Although translational selection to favour codons that match the most abundant tRNAs is not readily observed in humans, there is nonetheless selection in humans on synonymous mutations. We hypothesize that much of this synonymous site selection can be explained in terms of protection against unwanted RNAs — spurious transcripts, mis-spliced forms or RNAs derived from transposable elements or viruses.

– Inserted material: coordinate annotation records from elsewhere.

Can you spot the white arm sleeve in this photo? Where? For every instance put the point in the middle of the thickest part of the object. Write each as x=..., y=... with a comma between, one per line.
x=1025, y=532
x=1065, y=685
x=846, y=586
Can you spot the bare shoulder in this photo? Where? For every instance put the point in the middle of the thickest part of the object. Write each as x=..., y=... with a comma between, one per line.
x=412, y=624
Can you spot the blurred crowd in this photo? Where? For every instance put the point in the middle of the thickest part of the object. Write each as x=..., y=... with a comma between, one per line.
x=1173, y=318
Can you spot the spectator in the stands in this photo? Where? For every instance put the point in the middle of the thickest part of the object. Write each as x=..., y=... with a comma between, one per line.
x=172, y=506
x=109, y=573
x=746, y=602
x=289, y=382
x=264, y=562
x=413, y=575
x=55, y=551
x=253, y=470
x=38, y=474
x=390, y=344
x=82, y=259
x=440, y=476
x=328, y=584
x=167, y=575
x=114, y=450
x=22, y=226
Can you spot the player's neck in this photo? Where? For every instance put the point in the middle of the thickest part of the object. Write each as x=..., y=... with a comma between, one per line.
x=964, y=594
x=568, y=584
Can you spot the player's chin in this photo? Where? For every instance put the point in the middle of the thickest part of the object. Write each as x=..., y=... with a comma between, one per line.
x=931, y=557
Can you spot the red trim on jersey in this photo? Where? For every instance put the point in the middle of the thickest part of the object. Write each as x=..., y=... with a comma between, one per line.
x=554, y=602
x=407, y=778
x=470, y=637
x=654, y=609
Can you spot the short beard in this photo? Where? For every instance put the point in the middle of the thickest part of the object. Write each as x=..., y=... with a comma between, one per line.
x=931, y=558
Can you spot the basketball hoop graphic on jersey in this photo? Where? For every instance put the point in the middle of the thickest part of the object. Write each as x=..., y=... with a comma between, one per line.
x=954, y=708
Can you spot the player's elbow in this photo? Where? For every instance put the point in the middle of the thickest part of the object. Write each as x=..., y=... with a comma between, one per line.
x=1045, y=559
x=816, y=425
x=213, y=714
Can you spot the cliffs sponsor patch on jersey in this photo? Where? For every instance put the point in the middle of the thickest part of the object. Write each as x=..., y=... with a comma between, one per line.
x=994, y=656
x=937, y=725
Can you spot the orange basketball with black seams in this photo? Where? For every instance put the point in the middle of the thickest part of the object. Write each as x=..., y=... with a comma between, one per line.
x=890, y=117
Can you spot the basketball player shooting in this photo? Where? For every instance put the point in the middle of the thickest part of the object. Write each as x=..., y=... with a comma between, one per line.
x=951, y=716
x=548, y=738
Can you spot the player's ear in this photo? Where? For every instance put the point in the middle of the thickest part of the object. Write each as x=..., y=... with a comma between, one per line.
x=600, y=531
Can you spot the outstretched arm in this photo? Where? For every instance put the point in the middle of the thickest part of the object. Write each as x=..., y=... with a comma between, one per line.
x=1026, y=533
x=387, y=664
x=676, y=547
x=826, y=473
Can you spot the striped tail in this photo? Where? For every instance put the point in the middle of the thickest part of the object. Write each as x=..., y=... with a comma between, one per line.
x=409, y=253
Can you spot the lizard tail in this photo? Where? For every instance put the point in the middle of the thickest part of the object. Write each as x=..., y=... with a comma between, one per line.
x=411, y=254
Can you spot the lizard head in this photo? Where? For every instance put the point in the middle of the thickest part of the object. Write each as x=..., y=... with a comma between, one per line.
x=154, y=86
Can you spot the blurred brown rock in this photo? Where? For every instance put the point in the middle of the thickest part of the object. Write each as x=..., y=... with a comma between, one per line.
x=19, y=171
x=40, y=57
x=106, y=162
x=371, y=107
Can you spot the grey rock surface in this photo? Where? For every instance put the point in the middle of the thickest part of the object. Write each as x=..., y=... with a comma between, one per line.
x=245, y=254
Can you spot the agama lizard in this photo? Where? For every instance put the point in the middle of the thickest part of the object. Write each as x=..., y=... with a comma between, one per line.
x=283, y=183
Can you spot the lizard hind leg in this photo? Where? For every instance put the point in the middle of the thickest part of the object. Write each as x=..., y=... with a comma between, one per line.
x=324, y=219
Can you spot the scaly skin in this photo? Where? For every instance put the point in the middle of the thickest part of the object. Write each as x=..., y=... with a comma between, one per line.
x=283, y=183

We propose not only that selection on synonymous sites functions to reduce the rate of creation of unwanted transcripts (for example, through selection on exonic splice enhancers and cryptic splice sites) but also that high-GC content (but low-CpG content), together with intron presence and position, is both particular to functional native mRNAs and used to recognize transcripts as native. In support of this hypothesis, transcription, nuclear export, liquid phase condensation and RNA degradation have all recently been shown to promote GC-rich transcripts and suppress AU/CpG-rich ones. With such ‘traps’ being set against AU/CpG-rich transcripts, the codon usage of native genes has, in turn, evolved to avoid such suppression. That parallel filters against AU/CpG-rich transcripts also affect the endosomal import of RNAs further supports the unwanted transcript hypothesis of synonymous site selection and explains the similar design rules that have enabled the successful use of transgenes and RNA vaccines. Multiple mechanisms have evolved to prevent or trap deleterious unwanted transcripts. The unwanted transcript hypothesis proposes that selection at synonymous sites favours mutations that prevent the generation of unwanted transcripts or that make native transcripts appear ‘wanted’ by being GC-rich.